IL LAVORO SUL PERSONAGGIO – «Mi ha aiutato molto il testo, lo script di Un’estate fa, perché comunque erano gli anni Novanta e io, essendo del 2001, gli anni Novanta non li ho vissuti nemmeno un po’. Per rendere le cose più semplici sarei potuto andare a guardare film e serie degli anni Novanta, o altre cose del genere, ma non credo sarebbe stata la cosa giusta. Non era l’approccio che serviva. Quello che ho fatto, e qui sono stato agevolato sia dal set che dalla troupe, è stato rimanere sulle cose concrete di quel tempo. Un esempio? Avevamo a disposizione molti oggetti degli anni Novanta e molte cose che siamo stati messi nella condizione di poter usare. E ci è servito molto…».

L’ESPERIENZA SUL SET – «Nei giorni delle riprese di Un’estate fa non ho nemmeno usato lo smartphone. A parte che ero stanchissimo e pensavo sempre a lavorare, ma tutti eravamo entrati in quel mood in cui non era necessario perché si era creato un rapporto di gruppo in cui la cosa importante era stare lì. Esserci. Sul set si è creato un rapporto di dare e avere, pura simbiosi, un’ispirazione. Facevamo giochi da tavolo, giochi di ruolo, giocavamo in giardino a ping pong. Tutto era diventato ciò che stavamo vivendo e poi il movimento scenico ce lo ha dato anche il costume e la musica che ascoltavamo. È stato molto forte, complicato a volte, ma mi ha anche aiutato a comprendere il personaggio».
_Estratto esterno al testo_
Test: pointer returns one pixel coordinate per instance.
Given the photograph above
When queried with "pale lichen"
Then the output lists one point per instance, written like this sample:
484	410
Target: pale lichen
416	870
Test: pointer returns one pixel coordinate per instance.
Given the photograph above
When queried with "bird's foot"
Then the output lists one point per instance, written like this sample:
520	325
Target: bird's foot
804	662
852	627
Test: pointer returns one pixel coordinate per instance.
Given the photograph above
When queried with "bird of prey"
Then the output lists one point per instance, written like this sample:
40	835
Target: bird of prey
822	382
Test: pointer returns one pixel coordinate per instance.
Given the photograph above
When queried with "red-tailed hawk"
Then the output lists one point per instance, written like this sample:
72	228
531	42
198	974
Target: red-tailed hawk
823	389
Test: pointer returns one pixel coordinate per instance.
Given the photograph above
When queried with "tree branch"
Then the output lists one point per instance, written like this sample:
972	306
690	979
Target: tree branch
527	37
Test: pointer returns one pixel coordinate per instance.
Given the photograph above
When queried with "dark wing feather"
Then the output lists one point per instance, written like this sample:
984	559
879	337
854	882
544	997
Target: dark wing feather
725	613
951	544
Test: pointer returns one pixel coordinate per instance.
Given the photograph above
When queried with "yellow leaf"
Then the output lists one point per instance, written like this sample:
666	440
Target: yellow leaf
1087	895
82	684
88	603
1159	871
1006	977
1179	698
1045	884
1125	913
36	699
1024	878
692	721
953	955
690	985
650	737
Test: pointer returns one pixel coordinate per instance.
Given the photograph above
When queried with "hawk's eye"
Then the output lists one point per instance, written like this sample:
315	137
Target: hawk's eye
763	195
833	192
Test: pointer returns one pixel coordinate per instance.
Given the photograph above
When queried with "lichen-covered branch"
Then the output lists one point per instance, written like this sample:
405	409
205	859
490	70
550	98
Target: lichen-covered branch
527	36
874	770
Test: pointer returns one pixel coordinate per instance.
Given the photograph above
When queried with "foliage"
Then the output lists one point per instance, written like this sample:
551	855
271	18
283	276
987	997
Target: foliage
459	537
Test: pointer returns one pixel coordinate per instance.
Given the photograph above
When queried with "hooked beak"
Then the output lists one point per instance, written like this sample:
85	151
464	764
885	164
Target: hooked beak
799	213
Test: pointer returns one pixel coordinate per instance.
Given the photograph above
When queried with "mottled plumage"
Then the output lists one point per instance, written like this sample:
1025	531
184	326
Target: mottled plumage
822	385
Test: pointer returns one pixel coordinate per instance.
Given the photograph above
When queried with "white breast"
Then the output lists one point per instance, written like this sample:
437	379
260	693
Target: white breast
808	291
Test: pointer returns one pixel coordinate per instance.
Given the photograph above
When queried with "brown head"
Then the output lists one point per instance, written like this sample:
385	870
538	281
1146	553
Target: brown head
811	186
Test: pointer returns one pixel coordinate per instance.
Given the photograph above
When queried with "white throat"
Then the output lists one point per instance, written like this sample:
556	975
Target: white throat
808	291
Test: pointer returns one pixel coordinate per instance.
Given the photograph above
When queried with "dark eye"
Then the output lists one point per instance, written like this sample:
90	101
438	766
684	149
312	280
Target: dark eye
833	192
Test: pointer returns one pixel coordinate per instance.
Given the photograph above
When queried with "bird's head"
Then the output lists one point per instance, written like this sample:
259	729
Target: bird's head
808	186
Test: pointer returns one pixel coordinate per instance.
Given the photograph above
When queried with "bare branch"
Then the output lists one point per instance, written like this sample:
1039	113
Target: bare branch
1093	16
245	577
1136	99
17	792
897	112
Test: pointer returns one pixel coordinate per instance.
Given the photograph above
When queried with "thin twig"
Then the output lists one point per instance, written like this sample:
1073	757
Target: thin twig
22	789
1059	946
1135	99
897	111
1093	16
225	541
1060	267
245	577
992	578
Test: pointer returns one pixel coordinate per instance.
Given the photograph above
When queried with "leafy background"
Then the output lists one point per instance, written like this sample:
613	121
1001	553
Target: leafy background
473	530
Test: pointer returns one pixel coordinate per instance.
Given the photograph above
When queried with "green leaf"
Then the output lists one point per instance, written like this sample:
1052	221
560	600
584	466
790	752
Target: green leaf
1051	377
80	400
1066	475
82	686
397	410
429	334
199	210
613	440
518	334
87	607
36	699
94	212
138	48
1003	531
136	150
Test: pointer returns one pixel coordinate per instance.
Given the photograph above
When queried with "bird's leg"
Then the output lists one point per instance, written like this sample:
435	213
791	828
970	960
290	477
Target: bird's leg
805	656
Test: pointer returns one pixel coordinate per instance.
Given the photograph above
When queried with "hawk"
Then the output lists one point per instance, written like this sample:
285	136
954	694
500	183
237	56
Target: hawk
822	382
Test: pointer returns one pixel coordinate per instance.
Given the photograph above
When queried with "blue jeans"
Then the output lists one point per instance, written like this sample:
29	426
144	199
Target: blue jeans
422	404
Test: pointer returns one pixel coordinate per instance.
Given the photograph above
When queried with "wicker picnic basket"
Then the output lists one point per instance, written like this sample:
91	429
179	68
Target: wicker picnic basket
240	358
IL MIO CULT – «Sono davvero pochi i film che posso considerare dei cult. Vediamo: in questo momento mi vengono in mente tre titoli. Degli ultimi anni direi Interstellar di Christopher Nolan, sicuramente, ma soprattutto Ema di Pablo Larraín. Quel film mi ha fatto letteralmente impazzire. E poi c’è questo film francese, di cui non ricordo il nome. Sher-qualcosa, credo fosse del 2018, un’opera prima (Shéhérazade di Jean-Bernard Marlin, si trova su Netflix, nda). Passò un po’ in sordina, ma è un film bellissimo che vale la pena recuperare…».